On June 14, I was one of many election workers at the Cross Center in Bangor, helping to facilitate an election on a local scale. Though the Cross Center is not a welcoming facility for many voters, it’s central, and the City of Bangor does everything possible to make voting easy and safe.

For decades, I wished to be an election worker, but my work schedule and then my pattern of living half of each year in New York City made it impossible. Now at last, back in Maine full time, I am finally able to work at local elections.

After the 2020 election, which was electrifying with a huge and enthusiastic turnout, despite COVID and the obligatory distancing and masking, I was filled with joy and pride at having contributed to the great success of our election. I was outraged when Donald Trump and his disciples raised allegations of election fraud. I was sickened by the Big Lie and looked forward to the eventual day of reckoning when our election process, and all the thousands of dedicated workers, would be vindicated and sung as heroic.

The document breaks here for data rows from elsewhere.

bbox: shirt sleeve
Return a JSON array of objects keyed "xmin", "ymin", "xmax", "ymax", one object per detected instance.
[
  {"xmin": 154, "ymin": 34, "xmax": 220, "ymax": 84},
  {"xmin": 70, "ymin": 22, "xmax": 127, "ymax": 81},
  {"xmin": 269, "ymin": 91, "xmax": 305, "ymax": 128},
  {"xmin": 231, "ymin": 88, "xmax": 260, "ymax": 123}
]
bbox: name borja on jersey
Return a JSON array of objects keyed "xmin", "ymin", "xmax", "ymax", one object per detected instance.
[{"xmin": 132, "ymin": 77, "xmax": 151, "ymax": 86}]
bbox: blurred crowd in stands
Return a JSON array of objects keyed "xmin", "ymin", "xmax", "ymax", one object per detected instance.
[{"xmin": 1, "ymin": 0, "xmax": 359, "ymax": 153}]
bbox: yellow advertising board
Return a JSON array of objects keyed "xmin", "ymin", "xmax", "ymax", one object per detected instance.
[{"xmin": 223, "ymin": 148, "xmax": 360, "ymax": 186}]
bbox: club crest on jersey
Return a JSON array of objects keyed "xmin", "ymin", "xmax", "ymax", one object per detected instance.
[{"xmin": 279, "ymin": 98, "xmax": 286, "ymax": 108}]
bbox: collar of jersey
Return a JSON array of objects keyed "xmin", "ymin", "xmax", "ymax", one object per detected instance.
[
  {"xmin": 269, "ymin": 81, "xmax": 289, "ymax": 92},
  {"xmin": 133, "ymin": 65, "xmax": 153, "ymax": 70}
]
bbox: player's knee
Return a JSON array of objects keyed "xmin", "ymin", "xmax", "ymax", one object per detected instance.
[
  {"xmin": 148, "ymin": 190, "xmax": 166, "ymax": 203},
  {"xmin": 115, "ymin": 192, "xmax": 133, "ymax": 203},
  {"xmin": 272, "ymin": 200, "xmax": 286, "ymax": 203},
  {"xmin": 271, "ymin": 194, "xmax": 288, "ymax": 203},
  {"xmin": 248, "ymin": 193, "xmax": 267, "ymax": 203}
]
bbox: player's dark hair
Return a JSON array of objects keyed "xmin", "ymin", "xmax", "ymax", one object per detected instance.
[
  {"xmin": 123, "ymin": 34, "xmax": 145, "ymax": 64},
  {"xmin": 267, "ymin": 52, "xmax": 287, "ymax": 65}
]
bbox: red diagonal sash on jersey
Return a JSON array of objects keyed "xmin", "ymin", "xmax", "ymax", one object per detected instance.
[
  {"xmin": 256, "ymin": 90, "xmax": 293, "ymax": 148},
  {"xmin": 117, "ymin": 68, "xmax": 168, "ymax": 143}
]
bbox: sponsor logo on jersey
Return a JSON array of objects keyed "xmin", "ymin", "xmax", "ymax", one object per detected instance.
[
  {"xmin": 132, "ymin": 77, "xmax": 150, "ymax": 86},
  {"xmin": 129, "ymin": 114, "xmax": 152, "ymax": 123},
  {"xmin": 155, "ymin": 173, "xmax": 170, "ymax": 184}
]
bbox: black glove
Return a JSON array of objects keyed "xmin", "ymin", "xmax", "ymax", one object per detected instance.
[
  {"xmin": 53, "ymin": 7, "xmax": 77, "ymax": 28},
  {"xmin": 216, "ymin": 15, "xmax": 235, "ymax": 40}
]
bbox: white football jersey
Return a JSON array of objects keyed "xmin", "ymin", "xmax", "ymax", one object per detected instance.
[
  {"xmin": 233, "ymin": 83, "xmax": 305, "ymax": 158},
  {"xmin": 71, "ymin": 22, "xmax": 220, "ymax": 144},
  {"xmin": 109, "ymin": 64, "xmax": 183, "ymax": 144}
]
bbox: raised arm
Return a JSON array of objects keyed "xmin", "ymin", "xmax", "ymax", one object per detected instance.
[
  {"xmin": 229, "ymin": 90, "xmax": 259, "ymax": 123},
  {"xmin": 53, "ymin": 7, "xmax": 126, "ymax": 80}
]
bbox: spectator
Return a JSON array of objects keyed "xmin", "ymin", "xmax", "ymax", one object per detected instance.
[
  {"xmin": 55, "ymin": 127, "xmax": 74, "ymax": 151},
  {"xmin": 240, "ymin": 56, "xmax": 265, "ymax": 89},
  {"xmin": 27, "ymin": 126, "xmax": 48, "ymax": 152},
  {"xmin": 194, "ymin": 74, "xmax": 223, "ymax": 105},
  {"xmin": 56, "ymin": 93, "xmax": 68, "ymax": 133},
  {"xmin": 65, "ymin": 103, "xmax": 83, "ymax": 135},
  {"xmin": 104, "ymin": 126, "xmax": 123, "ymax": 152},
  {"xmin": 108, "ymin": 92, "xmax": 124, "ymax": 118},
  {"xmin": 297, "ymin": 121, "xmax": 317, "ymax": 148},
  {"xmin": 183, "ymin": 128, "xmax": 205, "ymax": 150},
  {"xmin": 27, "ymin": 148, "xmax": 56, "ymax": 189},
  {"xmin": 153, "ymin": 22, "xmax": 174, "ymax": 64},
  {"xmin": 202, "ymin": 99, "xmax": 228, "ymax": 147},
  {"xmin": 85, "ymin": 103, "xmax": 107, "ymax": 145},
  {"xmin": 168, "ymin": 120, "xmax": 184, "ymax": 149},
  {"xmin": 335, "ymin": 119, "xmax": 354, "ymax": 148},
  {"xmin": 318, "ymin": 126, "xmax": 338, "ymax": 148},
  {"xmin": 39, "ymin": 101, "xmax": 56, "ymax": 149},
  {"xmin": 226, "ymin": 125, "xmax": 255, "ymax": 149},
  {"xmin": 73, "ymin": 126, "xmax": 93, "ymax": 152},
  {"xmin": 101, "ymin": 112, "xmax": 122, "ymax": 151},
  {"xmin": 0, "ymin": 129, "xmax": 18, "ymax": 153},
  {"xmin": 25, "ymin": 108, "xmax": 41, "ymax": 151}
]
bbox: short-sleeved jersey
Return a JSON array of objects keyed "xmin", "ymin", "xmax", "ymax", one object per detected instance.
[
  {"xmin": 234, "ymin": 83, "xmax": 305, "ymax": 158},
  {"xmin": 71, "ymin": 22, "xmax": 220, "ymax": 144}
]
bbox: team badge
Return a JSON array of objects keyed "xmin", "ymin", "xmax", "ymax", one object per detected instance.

But not until the recent testimony before the Select Committee of Congress investigating the events of Jan. 6, 2021, when two election workers from Georgia described their ordeal, did I understand the horrible, vicious and tragic aftermath of Trump’s contention that the election was stolen.

Until I saw and heard their story, the Big Lie was an attack on democracy. Finally I understood that all of us were under attack. The testimony of a dedicated election worker from Georgia broke my heart and brought me to tears.

I was never a Trump supporter (after all, I grew up in Jamaica, Queens, and I knew Jamaica Estates from my childhood). But until I saw and heard the details of the vilification, the lies and the threats to those election workers I never took the Big Lie personally.

All of us, not just Bangor’s cadre of hard-working officials and volunteers who make our elections trouble free, should take the Big Lie personally. All over the country, election workers are leaving their positions; many of them have worked to make elections safe and efficient for decades.

I was amazed on June 14 at how many people thanked me for what they called my work. I was touched but mystified. Our elections are, and have always been, safe and happy occasions. Donald Trump and his cadre of supporters inflicted grievous pain on all of us, and we should all take it personally.